Un'interessante riflessione sulla latitanza dei mafiosi dopo la scoperta dei vari covi dei Lo Piccolo.
"A due passi avevano la Sisa.[.... ] Chissà se padre e figlio avranno mai approfittato di un 3x2 sui pelati o sui pacchi di pasta. Il fatto che la villa che ospitò per tre lunghi anni la latitanza di due dei più pericolosi “wanted” d’Italia si trovasse di fronte uno dei punti vendita del “re dei supermercati” siciliani, in grado di potere permettersi la pubblicità su tutti i campi di serie A, è probabilmente solo un caso.
Su questo e altro magistratura ed inquirenti dovranno fare piena luce. A cominciare dal ruolo dei proprietari della casa che offrirono accoglienza al boss di Cosa Nostra. Sapevano e dopo qualche tentennamento hanno ceduto. Non potevano non sapere. Non potevano fingere di non sapere. E anche con tutta l’ingenuità e la buona fede possibile non potevano non accorgersi che c’era qualcosa che non andava in quel nucleo familiare che raramente usciva di casa. Con il genitore che vestiva abiti modesti e con il figlio con il bomber ultima moda e un rolex da 35.000 euro al polso. Eppure, dare la disponibilità di un’intera casa a chicchessia non dovrebbe essere così semplice. Dovrebbe quantomeno esistere una regolamentazione. Ed infatti esiste, o esisteva.

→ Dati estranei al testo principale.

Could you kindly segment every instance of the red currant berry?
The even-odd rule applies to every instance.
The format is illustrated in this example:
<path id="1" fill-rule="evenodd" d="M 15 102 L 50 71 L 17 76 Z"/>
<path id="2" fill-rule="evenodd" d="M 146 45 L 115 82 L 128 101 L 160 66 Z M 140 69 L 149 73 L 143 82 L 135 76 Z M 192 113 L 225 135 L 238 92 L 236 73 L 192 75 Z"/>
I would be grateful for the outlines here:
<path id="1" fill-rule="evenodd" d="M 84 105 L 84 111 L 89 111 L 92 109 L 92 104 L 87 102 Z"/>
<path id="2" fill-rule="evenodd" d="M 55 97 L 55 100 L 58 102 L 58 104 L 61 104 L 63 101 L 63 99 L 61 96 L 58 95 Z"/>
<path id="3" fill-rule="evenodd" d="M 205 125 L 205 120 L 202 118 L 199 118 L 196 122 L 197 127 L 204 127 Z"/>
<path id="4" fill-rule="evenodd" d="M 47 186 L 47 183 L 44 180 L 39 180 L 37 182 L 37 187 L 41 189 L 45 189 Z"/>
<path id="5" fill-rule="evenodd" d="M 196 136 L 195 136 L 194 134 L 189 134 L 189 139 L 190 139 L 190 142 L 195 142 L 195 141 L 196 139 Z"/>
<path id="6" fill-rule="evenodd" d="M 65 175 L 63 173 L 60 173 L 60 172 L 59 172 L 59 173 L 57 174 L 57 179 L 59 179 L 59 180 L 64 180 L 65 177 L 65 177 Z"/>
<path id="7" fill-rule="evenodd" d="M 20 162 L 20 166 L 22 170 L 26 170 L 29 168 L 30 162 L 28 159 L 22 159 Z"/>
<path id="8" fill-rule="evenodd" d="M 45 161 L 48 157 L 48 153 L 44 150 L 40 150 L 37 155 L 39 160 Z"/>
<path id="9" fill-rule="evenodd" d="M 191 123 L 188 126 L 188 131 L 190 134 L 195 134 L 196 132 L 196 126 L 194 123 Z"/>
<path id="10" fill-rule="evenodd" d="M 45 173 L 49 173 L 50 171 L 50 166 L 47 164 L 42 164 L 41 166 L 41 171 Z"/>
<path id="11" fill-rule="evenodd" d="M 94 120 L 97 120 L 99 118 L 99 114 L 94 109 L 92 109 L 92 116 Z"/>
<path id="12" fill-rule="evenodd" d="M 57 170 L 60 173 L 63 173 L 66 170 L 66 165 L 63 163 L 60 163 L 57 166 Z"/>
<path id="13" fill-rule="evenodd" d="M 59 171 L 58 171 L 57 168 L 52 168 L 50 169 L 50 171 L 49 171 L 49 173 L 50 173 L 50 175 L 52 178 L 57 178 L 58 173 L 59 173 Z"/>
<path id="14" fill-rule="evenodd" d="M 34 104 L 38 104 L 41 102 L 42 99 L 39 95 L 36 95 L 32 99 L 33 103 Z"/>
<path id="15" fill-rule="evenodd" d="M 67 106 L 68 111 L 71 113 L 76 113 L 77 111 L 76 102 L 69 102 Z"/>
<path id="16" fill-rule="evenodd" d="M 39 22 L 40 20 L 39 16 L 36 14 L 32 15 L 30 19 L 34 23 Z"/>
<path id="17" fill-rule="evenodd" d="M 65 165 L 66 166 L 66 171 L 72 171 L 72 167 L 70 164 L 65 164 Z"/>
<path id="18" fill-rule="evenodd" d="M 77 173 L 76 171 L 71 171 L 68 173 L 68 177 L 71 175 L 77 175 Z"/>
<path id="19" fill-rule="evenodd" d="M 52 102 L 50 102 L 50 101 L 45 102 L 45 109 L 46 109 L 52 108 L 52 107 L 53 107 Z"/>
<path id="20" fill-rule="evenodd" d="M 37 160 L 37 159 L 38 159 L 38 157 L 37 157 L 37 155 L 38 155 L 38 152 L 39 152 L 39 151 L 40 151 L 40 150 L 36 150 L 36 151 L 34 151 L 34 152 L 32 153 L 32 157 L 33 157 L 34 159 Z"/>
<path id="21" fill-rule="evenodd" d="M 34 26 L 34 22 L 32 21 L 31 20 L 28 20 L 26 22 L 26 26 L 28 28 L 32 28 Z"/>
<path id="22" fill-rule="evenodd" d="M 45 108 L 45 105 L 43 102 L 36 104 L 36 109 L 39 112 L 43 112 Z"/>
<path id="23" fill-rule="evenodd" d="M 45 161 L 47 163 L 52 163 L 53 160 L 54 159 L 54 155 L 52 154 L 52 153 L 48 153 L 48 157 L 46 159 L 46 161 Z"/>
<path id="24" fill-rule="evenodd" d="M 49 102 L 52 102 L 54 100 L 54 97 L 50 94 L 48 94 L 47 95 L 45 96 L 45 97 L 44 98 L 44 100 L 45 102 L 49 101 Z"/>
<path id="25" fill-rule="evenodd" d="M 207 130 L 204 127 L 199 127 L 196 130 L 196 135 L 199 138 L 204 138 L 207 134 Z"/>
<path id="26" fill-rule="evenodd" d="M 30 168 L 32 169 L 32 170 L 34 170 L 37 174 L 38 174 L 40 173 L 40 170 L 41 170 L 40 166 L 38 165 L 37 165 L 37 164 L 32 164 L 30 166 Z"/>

Come l’articolo 12 del D.L.59/78 convertito in legge n.191/78 (la c.d. “comunicazione antiterrorismo”, guardate un po’ l’anno di riferimento e capirete il motivo) che impone a chiunque ceda la proprietà o consente a qualunque altro titolo l’uso di un fabbricato di darne comunicazione all’Autorità di P.S. Obbligo venuto meno con la Finanziaria 2005 che permette adesso la semplice comunicazione all’Agenzia delle Entrate.

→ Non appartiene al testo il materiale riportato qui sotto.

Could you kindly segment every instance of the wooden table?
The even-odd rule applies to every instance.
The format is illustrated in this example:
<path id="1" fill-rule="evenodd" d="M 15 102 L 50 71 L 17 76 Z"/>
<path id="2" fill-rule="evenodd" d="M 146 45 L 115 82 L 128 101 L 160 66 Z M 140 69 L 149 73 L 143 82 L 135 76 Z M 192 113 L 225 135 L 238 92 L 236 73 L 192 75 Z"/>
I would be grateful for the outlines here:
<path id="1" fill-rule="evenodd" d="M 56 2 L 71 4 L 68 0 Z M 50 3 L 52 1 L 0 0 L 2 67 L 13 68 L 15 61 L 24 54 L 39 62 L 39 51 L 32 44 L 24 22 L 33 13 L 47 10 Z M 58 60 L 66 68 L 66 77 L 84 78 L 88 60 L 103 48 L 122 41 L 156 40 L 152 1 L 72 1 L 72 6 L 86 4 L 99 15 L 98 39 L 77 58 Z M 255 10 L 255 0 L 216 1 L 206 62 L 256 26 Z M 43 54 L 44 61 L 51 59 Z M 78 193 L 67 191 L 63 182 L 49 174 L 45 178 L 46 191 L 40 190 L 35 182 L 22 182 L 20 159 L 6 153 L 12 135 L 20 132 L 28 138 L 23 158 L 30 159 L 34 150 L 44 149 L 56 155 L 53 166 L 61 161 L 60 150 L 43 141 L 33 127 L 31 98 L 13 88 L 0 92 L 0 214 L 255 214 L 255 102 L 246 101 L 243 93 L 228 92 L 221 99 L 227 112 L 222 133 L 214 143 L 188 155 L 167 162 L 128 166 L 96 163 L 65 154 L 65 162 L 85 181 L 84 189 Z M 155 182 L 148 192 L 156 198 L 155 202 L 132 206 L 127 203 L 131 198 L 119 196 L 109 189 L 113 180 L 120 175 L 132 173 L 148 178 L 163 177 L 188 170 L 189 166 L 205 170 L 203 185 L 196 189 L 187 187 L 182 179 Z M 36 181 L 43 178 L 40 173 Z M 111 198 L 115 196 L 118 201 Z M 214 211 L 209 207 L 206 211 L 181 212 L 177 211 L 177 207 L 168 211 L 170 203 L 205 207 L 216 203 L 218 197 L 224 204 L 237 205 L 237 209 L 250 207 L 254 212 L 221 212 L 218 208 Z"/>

Questa legge fu fatta durante gli anni di piombo. Le forze dell’ordine dovevano sapere chi dava casa a chi. E se si trattava di vendita, affitto o comodato d’uso. Bisognava tenere sotto controllo l’eventuale spostamento di cellule terroristiche. Anche se poi per individuare via Gradoli sarebbe bastata una seduta spiritica. Poi l’emergenza, come sappiamo, finì ma la legge rimase.
Perché questa lunga parentesi? Perché questo lungo riferimento a questa normativa che oggi potrebbe apparire bislacca e un po’ fuori dai contenuti che la cronaca di oggi ci propone?

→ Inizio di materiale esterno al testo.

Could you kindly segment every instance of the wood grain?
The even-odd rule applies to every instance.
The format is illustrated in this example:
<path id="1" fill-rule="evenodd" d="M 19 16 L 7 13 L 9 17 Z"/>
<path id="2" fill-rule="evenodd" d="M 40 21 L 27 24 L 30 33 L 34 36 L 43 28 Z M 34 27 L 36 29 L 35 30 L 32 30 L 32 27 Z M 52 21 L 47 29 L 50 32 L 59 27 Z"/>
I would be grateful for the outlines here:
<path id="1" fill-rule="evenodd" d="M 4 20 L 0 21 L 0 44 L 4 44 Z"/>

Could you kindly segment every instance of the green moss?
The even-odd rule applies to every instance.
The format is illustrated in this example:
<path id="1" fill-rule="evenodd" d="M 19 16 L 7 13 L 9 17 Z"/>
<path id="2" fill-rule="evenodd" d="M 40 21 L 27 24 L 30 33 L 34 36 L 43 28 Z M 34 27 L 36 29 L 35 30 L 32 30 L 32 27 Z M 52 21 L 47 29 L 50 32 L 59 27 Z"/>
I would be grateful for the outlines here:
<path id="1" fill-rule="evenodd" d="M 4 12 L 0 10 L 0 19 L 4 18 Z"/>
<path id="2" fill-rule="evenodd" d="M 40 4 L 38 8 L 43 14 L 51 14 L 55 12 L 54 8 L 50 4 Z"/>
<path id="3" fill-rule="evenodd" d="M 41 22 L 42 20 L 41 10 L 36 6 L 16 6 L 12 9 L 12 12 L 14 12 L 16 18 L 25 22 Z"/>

Più volte, analisti, magistrati, politici, operatori del settore, hanno scomodato l’inquietante paragone mafia-terrorismo. Paragonando le peculiarità dei due fenomeni, si è cercato di trarre spunto dalle esperienze che portarono alla sconfitta di uno per potere annientare l’altro. Bene, si è detto più volte che lo Stato ha sfoderato le armi più pesanti per porre fine alla stagione delle Brigate Rosse. Anche con leggi come quella anzidetta.
Non si può non sottolineare il fatto che, nella concezione di uno stato democratico, un capillare e minuzioso controllo del movimento degli affitti e vendite delle private abitazioni avrebbe comportato probabilmente un prezzo da pagare troppo alto. Ma un prezzo sicuramente più basso di quello pagato per le attività poste in essere da chi ha potuto godere, e gode tuttora, di riparo in case, ville, appartamenti i cui proprietari possono facilmente ovviare all’obbligo di comunicare chi sta facendo uso dei loro alloggi.
La latitanza dei mafiosi fino agli ultimi anni ha consentito la gestione indisturbata di affari illeciti, di piani di morte, di spartizione del potere. Oggi proporre l’inasprimento di una normativa come quella della cessione dei fabbricati potrebbe apparire anacronistico o esagerato o limitativo di chissà quale libertà del cittadino italiano vessato dalle già innumerevoli leggi e balzelli vari. Chissà quale levata di scudi avrebbe provocato una scelta del genere. I garantisti della prima ora avrebbero parlato di provvedimento scandaloso, di attentato alla libertà personale, etc.